MICHELLE OBAMA used her Obama Foundation Summit appearance to discuss her experiences with ‘white flight’ as a child.
White flight is a term originating from the US in the 1950s and 1960s referring to large scale migration of white families away from racially mixed areas. Mrs Obama had previously mentioned the issue in her memoir ‘Becoming’. She commented: “Upstanding families like ours, who were doing everything we were supposed to do and better – as we moved in, white folks moved out, because they were afraid of what our families represented.
“I always stop there when I talk about this out in the world because I want to remind white folks that y’all were running from us.
“This family, with all the values you read about: you ran from us.”
Mrs Obama added: “And you’re still running.”
The Robinson family home where Mrs Obama grew up was in Chicago’s South Shore area.
Mrs Obama continued: “We’re no different from the immigrant families moving in.
“The families that are coming from other places to try to do better, but because we can’t so easily wash over who we really were because of the colour of our skin?
“Because of the texture of our hair? That’s what divides countries: artificial things that don’t even touch on the values people bring to life.”
Mrs Obama studied at Princeton University in New Jersey before returning to Chicago to work at Sidley & Austin law firm where she met husband Barack.
She would work in Chicago in several different roles until her husband’s presidential election campaign.
Further discussing her feelings about white flight, she said: “I feel a sense of injustice.
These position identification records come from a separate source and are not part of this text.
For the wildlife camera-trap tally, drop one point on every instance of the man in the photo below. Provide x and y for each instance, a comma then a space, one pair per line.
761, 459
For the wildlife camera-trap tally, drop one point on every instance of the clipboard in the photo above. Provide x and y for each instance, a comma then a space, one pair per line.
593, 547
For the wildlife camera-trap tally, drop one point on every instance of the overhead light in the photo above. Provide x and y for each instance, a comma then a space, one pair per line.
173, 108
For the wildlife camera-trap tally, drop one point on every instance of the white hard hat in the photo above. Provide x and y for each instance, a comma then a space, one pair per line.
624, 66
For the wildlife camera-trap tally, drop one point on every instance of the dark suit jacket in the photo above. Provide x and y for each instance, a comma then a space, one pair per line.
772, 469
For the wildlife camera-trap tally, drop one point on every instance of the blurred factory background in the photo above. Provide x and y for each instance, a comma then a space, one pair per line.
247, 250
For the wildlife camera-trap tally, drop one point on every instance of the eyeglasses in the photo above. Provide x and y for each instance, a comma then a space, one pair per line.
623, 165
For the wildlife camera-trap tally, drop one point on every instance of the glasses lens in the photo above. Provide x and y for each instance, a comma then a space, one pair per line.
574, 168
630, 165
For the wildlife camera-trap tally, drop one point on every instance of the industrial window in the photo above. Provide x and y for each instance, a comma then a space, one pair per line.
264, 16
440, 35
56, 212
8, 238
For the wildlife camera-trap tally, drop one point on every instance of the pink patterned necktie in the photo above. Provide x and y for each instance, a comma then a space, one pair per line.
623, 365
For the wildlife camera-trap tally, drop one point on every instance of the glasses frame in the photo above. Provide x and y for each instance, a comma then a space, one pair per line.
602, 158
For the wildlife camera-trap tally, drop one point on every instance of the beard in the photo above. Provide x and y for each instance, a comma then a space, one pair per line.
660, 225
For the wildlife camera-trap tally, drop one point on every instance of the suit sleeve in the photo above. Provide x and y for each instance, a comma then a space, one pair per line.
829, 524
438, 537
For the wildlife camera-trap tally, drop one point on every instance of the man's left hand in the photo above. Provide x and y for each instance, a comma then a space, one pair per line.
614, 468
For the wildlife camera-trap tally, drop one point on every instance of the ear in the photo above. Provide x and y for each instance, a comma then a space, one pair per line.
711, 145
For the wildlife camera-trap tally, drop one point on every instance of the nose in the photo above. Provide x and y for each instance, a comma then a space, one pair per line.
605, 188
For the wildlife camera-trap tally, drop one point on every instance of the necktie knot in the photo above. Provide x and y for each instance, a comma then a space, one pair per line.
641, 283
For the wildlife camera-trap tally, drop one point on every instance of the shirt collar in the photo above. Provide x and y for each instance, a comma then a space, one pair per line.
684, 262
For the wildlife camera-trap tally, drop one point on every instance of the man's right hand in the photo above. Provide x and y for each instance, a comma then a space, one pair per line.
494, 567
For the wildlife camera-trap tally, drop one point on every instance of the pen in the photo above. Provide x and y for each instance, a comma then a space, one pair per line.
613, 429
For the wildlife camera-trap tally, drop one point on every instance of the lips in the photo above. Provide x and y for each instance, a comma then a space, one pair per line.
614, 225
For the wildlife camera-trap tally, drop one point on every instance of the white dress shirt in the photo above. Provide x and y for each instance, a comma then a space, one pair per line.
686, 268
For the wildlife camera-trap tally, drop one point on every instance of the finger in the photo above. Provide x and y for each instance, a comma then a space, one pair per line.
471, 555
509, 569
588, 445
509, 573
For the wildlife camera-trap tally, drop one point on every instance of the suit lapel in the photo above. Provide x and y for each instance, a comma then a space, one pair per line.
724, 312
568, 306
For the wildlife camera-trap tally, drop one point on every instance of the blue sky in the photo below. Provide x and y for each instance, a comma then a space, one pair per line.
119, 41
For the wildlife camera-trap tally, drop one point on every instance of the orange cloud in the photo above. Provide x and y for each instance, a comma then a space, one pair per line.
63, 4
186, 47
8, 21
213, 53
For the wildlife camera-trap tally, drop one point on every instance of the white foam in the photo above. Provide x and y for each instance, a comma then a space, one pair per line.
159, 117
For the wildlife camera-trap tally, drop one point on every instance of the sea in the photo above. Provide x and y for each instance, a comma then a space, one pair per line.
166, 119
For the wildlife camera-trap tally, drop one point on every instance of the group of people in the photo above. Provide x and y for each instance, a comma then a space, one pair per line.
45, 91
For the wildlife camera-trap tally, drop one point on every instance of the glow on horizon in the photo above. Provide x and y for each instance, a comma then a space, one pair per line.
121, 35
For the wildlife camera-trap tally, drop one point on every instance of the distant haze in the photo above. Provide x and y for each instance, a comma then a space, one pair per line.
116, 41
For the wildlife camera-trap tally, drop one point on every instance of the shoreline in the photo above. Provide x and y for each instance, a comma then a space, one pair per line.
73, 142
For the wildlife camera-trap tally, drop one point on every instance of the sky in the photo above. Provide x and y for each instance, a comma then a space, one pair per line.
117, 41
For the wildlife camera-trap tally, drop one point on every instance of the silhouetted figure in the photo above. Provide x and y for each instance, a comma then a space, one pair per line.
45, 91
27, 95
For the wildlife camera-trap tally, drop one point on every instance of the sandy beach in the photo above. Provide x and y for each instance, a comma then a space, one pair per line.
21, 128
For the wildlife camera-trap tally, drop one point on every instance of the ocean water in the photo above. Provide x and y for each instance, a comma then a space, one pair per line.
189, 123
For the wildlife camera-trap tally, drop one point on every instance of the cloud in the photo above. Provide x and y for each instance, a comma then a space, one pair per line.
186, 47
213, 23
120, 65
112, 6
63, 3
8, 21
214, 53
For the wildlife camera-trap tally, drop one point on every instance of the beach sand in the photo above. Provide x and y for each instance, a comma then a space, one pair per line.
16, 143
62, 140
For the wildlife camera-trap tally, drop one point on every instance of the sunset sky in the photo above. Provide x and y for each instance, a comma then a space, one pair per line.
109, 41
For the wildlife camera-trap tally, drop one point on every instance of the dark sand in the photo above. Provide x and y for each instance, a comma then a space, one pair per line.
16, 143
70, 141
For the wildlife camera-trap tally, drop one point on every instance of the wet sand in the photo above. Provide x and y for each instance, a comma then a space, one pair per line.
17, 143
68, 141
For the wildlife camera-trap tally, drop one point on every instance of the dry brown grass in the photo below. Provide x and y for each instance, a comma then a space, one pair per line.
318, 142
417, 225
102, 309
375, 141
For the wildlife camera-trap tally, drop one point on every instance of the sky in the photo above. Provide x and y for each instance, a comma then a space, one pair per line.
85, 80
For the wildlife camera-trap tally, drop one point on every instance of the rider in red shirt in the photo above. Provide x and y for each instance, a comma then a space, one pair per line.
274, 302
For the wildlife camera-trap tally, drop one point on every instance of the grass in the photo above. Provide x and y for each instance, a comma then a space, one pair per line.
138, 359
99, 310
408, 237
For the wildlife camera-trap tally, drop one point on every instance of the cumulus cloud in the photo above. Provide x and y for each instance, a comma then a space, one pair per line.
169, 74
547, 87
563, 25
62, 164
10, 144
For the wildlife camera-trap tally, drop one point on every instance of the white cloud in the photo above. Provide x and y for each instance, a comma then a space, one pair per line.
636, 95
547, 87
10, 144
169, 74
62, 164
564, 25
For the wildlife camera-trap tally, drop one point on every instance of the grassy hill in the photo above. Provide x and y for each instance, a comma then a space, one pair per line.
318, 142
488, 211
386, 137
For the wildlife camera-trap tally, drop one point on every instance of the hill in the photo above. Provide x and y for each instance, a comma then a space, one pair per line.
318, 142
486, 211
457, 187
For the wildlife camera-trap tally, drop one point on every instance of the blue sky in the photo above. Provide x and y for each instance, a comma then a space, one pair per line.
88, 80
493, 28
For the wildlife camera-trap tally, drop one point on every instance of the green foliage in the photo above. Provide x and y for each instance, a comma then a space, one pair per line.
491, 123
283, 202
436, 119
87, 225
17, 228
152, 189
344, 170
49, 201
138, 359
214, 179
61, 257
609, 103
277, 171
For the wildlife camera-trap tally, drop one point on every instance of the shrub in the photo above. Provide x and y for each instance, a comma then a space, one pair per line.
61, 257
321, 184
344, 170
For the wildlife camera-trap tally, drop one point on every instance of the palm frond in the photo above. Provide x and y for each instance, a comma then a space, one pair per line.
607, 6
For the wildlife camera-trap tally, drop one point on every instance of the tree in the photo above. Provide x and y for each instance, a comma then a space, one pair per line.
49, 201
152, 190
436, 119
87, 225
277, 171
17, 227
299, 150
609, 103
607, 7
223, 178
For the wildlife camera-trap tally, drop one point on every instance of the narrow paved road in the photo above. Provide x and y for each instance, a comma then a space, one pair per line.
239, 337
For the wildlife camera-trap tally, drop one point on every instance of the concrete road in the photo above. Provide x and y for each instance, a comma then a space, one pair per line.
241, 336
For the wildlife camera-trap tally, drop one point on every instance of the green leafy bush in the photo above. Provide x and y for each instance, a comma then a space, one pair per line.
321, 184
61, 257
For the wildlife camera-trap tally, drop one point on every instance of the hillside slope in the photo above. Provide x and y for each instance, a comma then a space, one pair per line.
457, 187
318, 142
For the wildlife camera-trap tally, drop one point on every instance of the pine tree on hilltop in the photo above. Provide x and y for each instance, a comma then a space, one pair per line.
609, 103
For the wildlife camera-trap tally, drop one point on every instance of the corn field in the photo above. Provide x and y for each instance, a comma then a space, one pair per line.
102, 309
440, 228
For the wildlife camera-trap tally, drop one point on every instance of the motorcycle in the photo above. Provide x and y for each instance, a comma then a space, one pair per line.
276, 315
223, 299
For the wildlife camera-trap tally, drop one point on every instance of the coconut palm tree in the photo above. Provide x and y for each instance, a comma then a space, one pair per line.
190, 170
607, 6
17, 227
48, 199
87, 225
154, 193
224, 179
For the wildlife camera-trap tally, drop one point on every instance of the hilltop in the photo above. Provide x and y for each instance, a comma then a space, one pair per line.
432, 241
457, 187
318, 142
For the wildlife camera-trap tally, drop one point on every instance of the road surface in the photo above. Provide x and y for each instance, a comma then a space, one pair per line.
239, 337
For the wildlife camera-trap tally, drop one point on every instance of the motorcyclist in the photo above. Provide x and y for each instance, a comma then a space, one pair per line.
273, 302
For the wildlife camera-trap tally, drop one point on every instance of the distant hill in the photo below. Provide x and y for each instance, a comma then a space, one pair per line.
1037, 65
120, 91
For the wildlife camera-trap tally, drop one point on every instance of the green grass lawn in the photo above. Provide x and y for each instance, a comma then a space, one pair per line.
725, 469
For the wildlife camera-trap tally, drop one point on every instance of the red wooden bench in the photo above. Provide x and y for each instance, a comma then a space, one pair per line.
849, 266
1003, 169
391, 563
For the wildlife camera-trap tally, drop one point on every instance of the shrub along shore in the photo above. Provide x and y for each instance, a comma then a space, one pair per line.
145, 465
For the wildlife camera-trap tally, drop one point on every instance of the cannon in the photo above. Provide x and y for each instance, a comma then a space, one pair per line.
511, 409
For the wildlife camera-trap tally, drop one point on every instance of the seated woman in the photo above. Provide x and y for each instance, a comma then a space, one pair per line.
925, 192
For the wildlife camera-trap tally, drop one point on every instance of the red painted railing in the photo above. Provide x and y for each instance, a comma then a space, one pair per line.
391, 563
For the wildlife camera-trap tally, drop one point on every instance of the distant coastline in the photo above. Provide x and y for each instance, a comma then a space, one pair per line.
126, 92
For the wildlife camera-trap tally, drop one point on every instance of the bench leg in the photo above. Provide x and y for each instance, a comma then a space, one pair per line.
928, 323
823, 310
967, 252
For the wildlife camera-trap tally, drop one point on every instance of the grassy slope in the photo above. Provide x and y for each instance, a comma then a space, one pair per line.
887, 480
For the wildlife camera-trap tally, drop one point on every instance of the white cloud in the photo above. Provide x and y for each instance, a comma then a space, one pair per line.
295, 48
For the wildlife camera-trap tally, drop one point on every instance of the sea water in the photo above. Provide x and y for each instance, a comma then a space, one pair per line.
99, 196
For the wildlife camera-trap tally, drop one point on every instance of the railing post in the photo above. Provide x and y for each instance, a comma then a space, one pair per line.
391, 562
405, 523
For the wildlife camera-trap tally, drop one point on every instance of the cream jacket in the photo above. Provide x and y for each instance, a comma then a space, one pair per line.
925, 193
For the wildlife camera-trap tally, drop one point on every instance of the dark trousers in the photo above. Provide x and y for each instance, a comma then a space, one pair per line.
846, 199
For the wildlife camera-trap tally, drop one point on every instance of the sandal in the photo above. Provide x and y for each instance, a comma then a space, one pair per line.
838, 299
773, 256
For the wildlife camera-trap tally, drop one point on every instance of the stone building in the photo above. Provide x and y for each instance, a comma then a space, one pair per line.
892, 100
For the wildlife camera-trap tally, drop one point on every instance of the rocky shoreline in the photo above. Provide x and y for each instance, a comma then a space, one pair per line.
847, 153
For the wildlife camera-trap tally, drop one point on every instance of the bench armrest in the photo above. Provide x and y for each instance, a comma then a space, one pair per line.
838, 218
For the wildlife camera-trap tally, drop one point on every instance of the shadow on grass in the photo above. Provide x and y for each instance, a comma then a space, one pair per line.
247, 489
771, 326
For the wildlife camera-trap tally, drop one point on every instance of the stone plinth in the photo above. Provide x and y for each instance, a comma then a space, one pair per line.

“You know this when you’re young.
“You know people are running from you.”
She added: “We grew up with friends of all races when we first moved in. We played together.
“There were no gang fights, there were no territorial battles.
“And yet one by one, they packed their bags and they left us and they left communities in shambles.”
Some commentators have called for Mrs Obama to run for Democratic nomination for next year’s Presidential election.
The former First Lady has said she is not interested in running, but according to Oddschecker, she is the twelfth favourite to win the nomination.
She is behind Elizabeth Warren, Joe Biden, Bernie Sanders, Pete Buttigieg, Hillary Clinton, Andrew Yang, Kamala Harris, Neil deGrasse Tyson, Tulsi Gabbard, Amy Kloubchar and Michael Bloomberg.
This puts her ahead of nine candidates still in the running.
The nomination will be confirmed at the Democratic National Convention in Milwaukee from July 13 – 16 next year.
Donald Trump is favourite to once again win the Republican nomination.